I recognize that I am part of a minority of citizens and I can’t help but wonder why the left remains silent in the face of this health crisis. Are there so few of us who see the real danger of all these measures? Are there so few of us ‑among the progressives- who fear that from democracy to dictatorship, there is only one pass? I can’t understand how I was marginalized in this way simply by choosing not to vaccinate, not only by society at large but also by my peers. As a reminder, people who choose not to be stung are not breaking any laws. What right do we have to annoy them so much? I am aware that I am living a very interesting experience that I never imagined I would be able to experience one day. Little by little, we find ourselves pointed out and then slowly but surely put aside, wondering what awaits us tomorrow. In my case, all it would take is a piquouze to get back in line. I measure this « luck » in comparison to other categories who, in history, have not been able to change their skin color or religion as easily.
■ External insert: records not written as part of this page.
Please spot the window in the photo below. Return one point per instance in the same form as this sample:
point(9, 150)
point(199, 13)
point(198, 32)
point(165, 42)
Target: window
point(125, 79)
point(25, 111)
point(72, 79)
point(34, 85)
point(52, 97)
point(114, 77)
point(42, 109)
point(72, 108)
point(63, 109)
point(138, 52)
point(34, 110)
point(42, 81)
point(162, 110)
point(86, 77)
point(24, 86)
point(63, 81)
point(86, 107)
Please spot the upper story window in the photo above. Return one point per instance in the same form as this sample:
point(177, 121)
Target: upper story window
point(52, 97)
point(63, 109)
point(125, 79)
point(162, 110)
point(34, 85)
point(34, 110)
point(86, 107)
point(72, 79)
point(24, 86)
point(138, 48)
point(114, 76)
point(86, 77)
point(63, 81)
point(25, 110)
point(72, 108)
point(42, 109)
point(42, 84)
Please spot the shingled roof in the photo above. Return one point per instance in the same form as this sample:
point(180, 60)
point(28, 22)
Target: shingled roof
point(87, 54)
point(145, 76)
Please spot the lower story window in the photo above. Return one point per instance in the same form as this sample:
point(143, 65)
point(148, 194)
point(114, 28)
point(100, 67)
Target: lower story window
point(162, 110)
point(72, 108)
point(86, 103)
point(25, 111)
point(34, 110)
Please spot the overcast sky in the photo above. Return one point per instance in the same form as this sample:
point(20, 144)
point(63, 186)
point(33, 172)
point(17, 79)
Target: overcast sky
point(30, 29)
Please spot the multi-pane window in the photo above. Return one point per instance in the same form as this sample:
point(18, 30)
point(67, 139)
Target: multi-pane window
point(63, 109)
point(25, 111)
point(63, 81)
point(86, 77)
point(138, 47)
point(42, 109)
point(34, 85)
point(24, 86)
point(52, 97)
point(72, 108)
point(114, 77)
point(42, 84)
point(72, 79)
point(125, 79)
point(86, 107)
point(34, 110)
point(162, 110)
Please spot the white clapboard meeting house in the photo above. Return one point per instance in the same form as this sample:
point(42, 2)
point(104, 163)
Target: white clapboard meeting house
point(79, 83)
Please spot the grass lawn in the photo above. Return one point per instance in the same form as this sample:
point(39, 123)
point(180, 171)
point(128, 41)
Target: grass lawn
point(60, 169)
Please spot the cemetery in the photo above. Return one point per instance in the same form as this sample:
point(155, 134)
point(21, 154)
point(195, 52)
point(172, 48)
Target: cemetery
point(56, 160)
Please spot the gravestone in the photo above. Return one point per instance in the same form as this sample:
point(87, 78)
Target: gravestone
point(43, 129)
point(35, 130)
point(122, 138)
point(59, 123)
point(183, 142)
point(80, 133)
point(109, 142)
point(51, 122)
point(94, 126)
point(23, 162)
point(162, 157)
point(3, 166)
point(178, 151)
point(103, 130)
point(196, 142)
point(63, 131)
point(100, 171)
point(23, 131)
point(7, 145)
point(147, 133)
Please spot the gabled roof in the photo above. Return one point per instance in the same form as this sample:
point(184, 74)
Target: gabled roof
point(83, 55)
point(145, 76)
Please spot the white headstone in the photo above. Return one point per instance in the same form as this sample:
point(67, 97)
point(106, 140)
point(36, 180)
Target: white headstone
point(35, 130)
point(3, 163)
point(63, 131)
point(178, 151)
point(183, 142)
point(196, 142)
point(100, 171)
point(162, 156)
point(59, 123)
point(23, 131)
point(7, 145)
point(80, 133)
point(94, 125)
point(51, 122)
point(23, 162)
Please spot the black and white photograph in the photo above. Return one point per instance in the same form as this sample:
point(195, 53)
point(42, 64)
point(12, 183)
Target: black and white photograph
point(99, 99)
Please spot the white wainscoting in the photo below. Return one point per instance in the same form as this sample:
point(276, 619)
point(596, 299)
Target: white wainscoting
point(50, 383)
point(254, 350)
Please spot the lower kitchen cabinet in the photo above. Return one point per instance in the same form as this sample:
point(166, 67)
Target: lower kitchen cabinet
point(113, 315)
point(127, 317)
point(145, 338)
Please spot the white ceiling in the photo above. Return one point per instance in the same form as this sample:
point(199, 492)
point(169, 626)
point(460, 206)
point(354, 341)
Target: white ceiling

I’m at a level where I don’t dare say too much about how I feel about drawing parallels, for example, between what happened in the late 1930s and what is happening today — early 2020s, as historians of the future might say. So I won’t elaborate. The fact that left-wing organizations remain silent and boycott the various demonstrations against the CST and compulsory vaccination is dangerous in many ways. All the space is left to the extreme right and the signal sent to our rulers is that they can continue to file, « qrcode », discriminate and harass. A social system that manages to make it perfectly acceptable for citizens to control others, when it is absolutely not their role to do so, and when those citizens who meekly submit by showing their phones do not ask themselves any questions, is, in my opinion, a dangerous society that is getting closer and closer to the image I have of an Orwellian world. Isn’t there a risk that this system will prepare us for a certain reframing of our rights in order to avoid, perhaps, a popular uprising as a result of the economic recession and soaring prices that we are already experiencing? Does this really remind you of anything?
In this speech, I have listed a whole series of rights that we all have as citizens, but we also have the duty to act, to inform ourselves, to debate and, as far as I am concerned, to push my brothers and sisters on the left to mobilize before it is too late.
Jorge Rozada
* Individual considered from the point of view of his political rights.
** A person who lives on the margins of society.